On savourera le clin d’un aux films de Sergio Leone (« et pour quelques tercets de plus », planches 38 et 39.), aux « Trois Mousquetaires », de Dumas, avec une Milady aussi vraie que l’originale (planches 40 et 41). Et l’inévitable retour au théâtre (« Que diable allait-il faire dans cette galère ? », planche 44).
On apprécie l’élégance Grand Siècle, le tour euphémisé et le rythme tournant des paroles de Maupertuis débarquant sur la Lune (planche 13), plaçant un bémol sur les pulsions de conquête nationaliste et impérialiste du territoire local par les terriens, si divisés entre eux !
Le roi de la Lune, déconcertant par la modestie de son apparat les héros, accoutumés à plus de pompe dans l’absolutisme (planche 26), renverse la perspective de l’intrigue : c’est lui, le bon roi, et le prince Jean est un vilain ambitieux qui veut établir sa dictature. Après le refus de tout emblème symbolisant la conquête de la Lune par les Terrestres, voici une deuxième leçon de relativisme politique : les bons ne sont pas forcément là où on le croyait.
Dessin de la Lune, en pages de garde : La toponymie lunaire fait la part belle aux noms de diverses figures de style, très généralement d’origine grecque ; mais on peut y trouver des échappées humoristiques (Pataquès, Sacré Bosco), des allusions à des jeux de rôles (Angachel) et des noms assez communs dans la culture européenne des XVIe-XVIIe siècles (Piccolomini) ; le reste étant tiré de la véritable toponymie lunaire usuelle. Les auteurs ont tenu à transposer sur la Lune le charme des petits dessins illustrant les habitants de telle ou telle contrée, et qui sont communs sur toutes les cartes topographiques jusqu’au XIXe siècle.

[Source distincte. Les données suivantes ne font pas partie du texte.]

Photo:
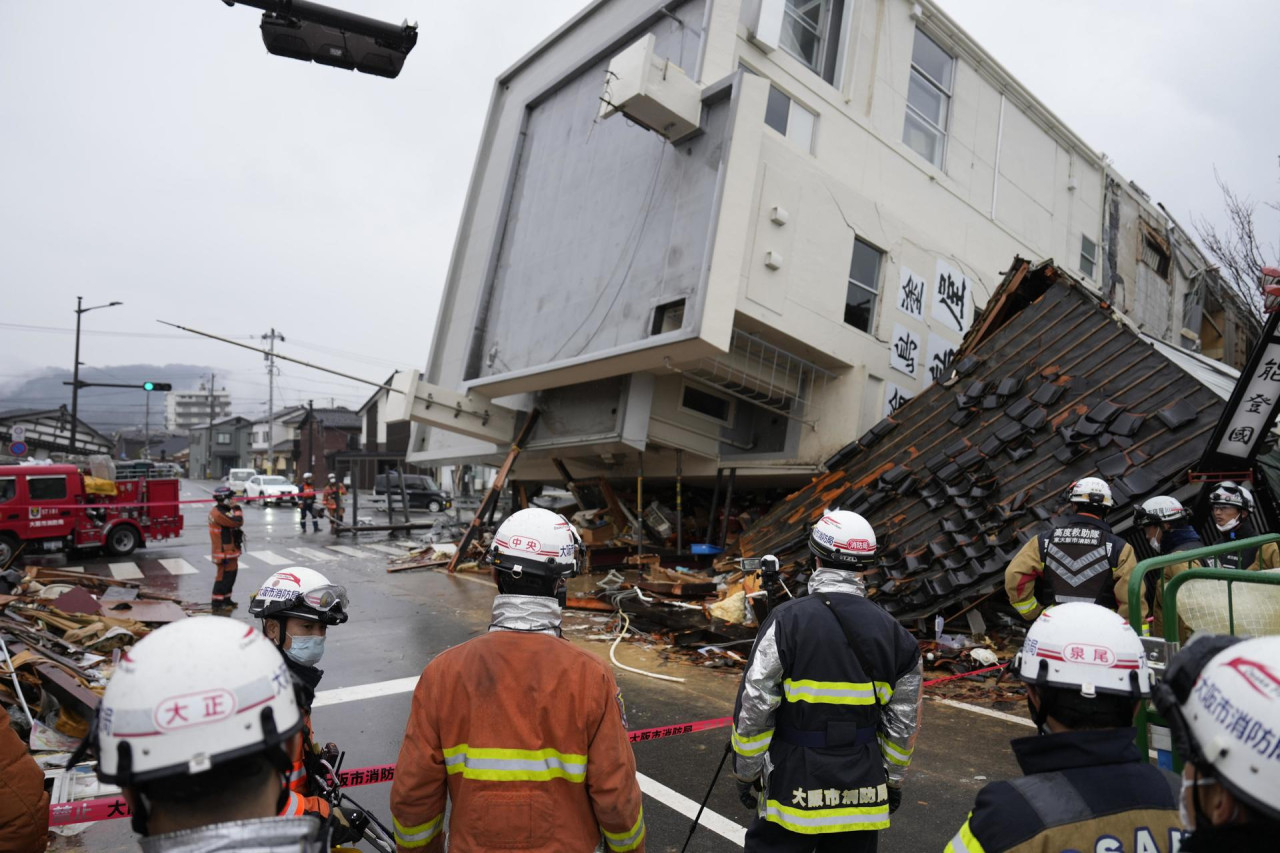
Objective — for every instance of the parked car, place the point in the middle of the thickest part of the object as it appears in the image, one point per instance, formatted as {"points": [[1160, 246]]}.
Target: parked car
{"points": [[237, 478], [272, 489], [421, 491]]}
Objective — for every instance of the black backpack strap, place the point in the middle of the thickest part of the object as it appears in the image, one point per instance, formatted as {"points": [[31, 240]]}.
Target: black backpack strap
{"points": [[856, 649]]}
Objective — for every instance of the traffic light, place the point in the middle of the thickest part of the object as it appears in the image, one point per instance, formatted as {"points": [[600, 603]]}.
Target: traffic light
{"points": [[311, 32]]}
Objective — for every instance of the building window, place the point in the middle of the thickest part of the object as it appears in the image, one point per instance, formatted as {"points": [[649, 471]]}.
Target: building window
{"points": [[1155, 256], [928, 97], [790, 119], [810, 32], [1088, 256], [700, 401], [863, 286]]}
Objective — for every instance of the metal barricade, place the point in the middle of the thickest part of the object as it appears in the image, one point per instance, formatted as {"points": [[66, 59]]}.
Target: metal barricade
{"points": [[1160, 649]]}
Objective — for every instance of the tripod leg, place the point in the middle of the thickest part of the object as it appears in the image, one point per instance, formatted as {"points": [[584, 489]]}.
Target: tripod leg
{"points": [[699, 815]]}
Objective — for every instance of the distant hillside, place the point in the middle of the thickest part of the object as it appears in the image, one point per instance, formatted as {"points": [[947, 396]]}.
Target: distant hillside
{"points": [[105, 409]]}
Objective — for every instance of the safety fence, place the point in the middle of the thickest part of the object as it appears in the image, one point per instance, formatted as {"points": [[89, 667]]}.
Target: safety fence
{"points": [[1160, 652]]}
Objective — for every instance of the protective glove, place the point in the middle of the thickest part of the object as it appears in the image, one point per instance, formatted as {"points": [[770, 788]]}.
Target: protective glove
{"points": [[348, 825], [749, 793]]}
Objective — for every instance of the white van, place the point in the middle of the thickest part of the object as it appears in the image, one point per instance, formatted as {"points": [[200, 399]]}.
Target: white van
{"points": [[237, 478]]}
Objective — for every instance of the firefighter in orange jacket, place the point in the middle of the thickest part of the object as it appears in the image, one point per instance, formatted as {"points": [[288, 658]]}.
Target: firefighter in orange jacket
{"points": [[227, 538], [519, 730], [297, 607], [333, 495]]}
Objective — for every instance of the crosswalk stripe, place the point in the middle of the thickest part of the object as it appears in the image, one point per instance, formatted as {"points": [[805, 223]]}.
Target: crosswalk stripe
{"points": [[124, 570], [398, 552], [272, 559], [178, 566], [314, 555]]}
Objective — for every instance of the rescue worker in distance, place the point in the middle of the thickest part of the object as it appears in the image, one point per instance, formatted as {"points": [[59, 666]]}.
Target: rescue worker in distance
{"points": [[830, 706], [334, 493], [1086, 784], [1078, 560], [297, 607], [521, 733], [1221, 697], [1232, 506], [196, 726], [1168, 527], [225, 520]]}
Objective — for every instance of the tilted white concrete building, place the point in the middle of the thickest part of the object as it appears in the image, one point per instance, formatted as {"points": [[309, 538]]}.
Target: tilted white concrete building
{"points": [[833, 187]]}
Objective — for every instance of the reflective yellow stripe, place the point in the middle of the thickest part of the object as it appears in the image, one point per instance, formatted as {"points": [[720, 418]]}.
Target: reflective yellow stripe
{"points": [[964, 840], [750, 744], [1025, 606], [816, 821], [513, 765], [892, 753], [629, 840], [417, 835], [836, 692]]}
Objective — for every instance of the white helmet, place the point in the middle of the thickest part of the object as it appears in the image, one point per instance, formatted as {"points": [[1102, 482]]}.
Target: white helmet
{"points": [[191, 696], [304, 593], [1221, 697], [1092, 491], [1161, 510], [1084, 647], [842, 539], [538, 542]]}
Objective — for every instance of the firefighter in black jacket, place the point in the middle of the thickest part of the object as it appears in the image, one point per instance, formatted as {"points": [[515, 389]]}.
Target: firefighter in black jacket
{"points": [[1078, 560], [828, 708], [1087, 787]]}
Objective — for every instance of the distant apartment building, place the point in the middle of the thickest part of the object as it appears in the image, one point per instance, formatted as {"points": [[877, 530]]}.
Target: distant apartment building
{"points": [[187, 409], [750, 229]]}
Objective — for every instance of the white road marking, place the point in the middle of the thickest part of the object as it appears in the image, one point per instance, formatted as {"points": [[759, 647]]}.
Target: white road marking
{"points": [[348, 551], [272, 559], [398, 552], [178, 566], [124, 570], [986, 712], [365, 692], [714, 821], [314, 555]]}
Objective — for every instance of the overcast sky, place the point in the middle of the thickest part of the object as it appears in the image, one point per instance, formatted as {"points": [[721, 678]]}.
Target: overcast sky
{"points": [[152, 153]]}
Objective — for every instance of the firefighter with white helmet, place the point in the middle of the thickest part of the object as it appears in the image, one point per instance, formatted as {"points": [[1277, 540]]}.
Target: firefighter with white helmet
{"points": [[297, 607], [1221, 698], [1166, 525], [1233, 509], [1078, 560], [517, 731], [196, 726], [1088, 785], [830, 705]]}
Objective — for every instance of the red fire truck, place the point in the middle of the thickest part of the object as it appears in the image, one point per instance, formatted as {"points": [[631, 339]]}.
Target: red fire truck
{"points": [[51, 509]]}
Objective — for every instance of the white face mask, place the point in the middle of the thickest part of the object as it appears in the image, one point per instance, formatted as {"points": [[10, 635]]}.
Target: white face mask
{"points": [[306, 651]]}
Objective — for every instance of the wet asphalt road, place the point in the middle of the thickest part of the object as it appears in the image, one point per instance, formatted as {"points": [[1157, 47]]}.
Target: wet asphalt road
{"points": [[400, 621]]}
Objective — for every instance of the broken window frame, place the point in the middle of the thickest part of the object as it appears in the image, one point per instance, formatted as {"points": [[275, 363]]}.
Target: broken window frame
{"points": [[1088, 256], [915, 117], [865, 287], [827, 33]]}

On souligne la logique soutenue de Masbou qui, sur plusieurs vignettes successives, nous fignole un bel effet de lumière solaire formant halo à travers les mêmes branches d’arbres (planche 3) ; réussit un remarquable étagement de luminosité et de nébulosité avec les gaz d’échappement de la fusée au décollage (planche 7) ; suggère une course rapide à travers une tempête de cristaux de neige scrupuleusement restitués (planches 9 à 11) ; façonne les reliefs des cratères lunaires comme s’il les avait visités le matin même (planches 12 et 13) ; chambre de rêves avec lits superposés page 28 : la « gullivérisation » chère à Gilbert Durand est accentuée par le rôle qui est donné dans cette planche à l’enfantin Eusébio ; la gloriette isolée sur une colonne semble baiser le bleu de la Terre (planche 29) ; splendide jardin paradisiaque à l’italienne (planche 33), noyé d’un vert et d’un bleu tendre et printanier, qui contraste avec les orangés chaleureux du bas de la même planche.

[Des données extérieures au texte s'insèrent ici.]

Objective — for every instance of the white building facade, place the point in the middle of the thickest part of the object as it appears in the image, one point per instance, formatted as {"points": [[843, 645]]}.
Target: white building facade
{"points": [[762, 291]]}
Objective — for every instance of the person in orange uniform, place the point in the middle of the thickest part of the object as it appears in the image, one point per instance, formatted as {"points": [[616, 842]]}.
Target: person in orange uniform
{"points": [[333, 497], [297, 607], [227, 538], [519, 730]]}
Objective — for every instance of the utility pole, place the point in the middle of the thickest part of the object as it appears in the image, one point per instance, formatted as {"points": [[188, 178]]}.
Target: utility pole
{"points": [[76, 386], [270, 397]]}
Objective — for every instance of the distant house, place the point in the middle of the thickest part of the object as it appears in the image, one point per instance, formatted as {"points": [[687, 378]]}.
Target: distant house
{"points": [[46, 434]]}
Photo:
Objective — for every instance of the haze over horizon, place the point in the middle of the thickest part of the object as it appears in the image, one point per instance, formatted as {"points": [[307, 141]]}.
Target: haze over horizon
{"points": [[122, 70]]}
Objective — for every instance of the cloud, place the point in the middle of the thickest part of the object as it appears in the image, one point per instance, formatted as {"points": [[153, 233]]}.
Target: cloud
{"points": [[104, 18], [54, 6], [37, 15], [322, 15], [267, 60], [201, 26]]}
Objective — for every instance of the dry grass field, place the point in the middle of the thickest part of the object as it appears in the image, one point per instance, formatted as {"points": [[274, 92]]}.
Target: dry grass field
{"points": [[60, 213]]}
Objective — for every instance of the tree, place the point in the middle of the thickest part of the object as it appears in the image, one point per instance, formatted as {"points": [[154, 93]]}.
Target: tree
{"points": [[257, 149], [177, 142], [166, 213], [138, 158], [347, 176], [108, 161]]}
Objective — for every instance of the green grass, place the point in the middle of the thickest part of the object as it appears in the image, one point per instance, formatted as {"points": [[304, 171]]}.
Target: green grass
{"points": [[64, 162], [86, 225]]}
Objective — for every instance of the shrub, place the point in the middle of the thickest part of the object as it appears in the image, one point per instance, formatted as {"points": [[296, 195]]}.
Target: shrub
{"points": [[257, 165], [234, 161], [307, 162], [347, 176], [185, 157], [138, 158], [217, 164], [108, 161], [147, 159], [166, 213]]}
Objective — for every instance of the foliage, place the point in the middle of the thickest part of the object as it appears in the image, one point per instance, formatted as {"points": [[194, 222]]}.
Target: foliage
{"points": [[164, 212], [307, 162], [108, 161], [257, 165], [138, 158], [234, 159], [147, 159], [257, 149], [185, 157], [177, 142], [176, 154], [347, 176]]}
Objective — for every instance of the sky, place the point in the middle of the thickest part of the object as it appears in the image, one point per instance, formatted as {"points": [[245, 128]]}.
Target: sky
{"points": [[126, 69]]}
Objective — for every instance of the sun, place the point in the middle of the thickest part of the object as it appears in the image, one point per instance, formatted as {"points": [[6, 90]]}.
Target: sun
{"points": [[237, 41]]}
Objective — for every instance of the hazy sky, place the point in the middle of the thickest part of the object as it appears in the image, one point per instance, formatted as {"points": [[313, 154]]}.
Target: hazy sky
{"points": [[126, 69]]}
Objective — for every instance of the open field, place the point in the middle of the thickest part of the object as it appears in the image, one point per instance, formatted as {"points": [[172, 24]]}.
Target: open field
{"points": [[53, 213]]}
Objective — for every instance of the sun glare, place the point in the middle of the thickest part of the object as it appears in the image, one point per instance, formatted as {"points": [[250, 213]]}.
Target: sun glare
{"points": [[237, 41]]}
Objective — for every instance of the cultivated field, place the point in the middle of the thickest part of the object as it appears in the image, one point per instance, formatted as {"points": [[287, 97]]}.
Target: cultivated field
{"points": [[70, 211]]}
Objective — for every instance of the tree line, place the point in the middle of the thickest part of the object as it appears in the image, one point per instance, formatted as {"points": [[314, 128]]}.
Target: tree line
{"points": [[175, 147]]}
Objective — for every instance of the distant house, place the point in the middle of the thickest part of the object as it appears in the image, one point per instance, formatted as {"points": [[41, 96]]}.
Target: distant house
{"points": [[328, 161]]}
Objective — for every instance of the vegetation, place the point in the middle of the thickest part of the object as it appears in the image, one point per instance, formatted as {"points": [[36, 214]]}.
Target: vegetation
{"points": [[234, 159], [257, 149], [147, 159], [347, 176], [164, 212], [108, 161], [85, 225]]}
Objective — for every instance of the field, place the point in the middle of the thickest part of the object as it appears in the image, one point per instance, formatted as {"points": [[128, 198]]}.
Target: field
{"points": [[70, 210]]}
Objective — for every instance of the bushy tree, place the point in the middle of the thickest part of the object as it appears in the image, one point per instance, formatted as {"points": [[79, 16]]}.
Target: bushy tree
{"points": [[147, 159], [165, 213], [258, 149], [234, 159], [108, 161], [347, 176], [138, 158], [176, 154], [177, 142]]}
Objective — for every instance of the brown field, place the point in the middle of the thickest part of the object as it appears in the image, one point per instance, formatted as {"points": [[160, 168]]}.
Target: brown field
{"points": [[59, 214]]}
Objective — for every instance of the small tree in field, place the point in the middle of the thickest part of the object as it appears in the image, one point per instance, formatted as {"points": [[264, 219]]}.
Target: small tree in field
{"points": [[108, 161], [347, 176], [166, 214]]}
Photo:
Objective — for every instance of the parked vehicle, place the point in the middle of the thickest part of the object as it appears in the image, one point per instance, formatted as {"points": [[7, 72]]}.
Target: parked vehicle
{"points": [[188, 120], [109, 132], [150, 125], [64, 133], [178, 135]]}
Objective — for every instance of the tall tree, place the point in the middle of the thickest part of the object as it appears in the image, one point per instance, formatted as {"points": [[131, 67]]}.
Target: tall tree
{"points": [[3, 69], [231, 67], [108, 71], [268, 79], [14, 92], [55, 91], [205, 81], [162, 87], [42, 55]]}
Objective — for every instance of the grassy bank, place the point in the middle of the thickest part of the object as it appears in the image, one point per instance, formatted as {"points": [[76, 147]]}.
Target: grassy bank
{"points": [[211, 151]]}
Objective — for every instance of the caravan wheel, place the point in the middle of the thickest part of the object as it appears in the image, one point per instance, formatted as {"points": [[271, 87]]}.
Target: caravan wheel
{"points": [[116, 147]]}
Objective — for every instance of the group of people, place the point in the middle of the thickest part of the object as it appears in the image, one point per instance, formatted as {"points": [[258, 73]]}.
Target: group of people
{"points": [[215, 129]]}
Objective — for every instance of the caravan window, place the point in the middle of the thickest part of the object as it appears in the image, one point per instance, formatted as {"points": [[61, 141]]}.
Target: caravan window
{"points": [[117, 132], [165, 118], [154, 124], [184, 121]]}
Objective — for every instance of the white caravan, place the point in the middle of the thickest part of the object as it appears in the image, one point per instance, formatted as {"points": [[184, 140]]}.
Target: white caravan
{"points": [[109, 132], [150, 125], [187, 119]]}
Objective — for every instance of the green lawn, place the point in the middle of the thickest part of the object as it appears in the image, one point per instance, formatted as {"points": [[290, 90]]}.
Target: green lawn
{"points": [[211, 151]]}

Le jeu de pistes des références sert d’amusette aux lecteurs pour l’attirer vers quelques messages plus substantiels : le détachement des idéologies politiques et religieuses, la méfiance vis-à-vis de la verbosité creuse des philosophes, et l’apologie des forces de vie et de liberté, qui doivent l’emporter sur la tyrannie et l’oppression.
Ce n’est pas dit comme ça, sinon, ce ne serait pas « De Cape et de Crocs ».